At first it may seem like a bad idea to let people be free to post entries on hede.io without citations to verify accuracy. Wikipedia would never allow that. However, whether intentional or not there seems to be safeguards in place for Hede.io.
Let's say hypothetically there are six entries about the planet Earth on Hede.io. Of those six entries five state within the text that the Earth is oblate spheroid or round while one entry states the Earth is flat. Even without sources based on the contributions it can be inferred that the Earth is not flat and the one entry claiming Earth to be flat is an outlier. The more different contributions to a specific subject the more confidence in certain facts can be inferred. If those facts can be inferred to be correct than the entry containing those facts is also likely to be generally correct.
There is also the matter of reward. @hede-io will often upvote good content. Bad content wouldn't be as rewarded. Misleading and false information would result most likely in gaining a bad reputation both on Hede.io and/or steemit.com.
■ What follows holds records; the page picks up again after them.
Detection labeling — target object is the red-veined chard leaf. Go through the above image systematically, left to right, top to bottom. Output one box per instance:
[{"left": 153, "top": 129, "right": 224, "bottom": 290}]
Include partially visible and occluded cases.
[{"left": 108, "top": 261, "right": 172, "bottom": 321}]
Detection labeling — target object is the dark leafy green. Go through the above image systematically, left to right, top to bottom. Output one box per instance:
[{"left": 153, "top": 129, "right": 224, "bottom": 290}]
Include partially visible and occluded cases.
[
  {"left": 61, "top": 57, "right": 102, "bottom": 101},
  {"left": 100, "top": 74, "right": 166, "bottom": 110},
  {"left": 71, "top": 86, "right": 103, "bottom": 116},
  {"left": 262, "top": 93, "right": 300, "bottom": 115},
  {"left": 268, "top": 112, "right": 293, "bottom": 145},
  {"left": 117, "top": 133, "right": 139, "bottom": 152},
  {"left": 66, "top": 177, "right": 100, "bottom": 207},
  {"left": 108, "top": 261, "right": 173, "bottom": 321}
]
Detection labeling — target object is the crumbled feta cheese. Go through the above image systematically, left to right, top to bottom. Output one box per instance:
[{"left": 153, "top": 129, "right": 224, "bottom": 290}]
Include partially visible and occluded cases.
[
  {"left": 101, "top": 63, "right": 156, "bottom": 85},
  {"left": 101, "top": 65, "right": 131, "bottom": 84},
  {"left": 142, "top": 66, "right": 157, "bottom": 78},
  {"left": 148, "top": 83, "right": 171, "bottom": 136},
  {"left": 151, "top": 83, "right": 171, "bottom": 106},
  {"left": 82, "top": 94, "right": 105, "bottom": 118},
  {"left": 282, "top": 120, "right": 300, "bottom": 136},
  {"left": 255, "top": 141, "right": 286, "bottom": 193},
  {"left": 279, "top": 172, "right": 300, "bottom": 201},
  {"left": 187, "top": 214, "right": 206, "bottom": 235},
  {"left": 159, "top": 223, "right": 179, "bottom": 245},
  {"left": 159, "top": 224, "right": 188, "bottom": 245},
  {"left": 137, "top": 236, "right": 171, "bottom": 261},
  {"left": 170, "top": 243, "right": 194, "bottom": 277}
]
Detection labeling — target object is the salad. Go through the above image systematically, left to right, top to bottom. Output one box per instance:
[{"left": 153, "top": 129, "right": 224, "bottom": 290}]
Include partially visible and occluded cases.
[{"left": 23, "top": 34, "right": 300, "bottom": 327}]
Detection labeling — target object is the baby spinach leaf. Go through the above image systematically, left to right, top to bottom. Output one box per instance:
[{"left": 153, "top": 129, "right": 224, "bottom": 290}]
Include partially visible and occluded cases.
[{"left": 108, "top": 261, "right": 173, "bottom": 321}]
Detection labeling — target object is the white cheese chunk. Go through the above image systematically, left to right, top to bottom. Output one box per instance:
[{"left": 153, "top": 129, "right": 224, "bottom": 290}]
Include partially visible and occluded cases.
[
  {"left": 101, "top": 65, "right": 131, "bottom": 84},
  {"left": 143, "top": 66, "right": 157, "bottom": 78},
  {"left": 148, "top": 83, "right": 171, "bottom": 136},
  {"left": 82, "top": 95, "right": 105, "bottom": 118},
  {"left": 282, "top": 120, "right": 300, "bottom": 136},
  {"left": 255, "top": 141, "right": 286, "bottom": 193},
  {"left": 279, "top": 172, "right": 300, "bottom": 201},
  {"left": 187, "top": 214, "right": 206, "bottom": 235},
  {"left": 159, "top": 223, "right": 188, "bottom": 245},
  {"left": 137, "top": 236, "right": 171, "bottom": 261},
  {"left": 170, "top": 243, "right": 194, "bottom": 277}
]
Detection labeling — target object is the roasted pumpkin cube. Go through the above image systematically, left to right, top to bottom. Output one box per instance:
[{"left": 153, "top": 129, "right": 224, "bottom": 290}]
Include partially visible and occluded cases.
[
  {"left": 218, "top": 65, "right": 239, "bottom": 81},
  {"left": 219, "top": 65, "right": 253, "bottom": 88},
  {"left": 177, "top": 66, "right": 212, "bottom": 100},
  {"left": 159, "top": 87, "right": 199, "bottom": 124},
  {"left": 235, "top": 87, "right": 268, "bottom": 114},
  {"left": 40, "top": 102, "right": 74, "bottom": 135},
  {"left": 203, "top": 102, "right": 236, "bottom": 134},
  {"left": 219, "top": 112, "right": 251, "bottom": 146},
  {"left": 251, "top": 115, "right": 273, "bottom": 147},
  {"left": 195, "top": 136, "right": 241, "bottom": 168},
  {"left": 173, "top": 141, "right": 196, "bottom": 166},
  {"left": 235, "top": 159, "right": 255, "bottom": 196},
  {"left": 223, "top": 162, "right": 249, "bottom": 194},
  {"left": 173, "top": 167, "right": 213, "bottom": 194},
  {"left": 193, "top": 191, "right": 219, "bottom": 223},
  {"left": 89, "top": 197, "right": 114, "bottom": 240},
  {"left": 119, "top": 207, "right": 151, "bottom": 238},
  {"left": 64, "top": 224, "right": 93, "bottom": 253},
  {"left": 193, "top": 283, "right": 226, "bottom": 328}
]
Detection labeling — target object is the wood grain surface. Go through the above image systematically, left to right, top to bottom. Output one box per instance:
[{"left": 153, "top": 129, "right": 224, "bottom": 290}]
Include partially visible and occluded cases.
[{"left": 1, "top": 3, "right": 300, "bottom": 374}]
As a final safeguard for Hede.io there are always pathetic losers with no life who wouldn't tolerate others messing with their pet topic on Hede.io.
Nobody libels holograms. NOBODY! Got it?
I think it is safe to predict that as more people discover Hede.io it will become more popular and other future blockchain wiki projects will emulate Hede.io. In the present time it is a fun way to get motivated to post on steemit.com more often.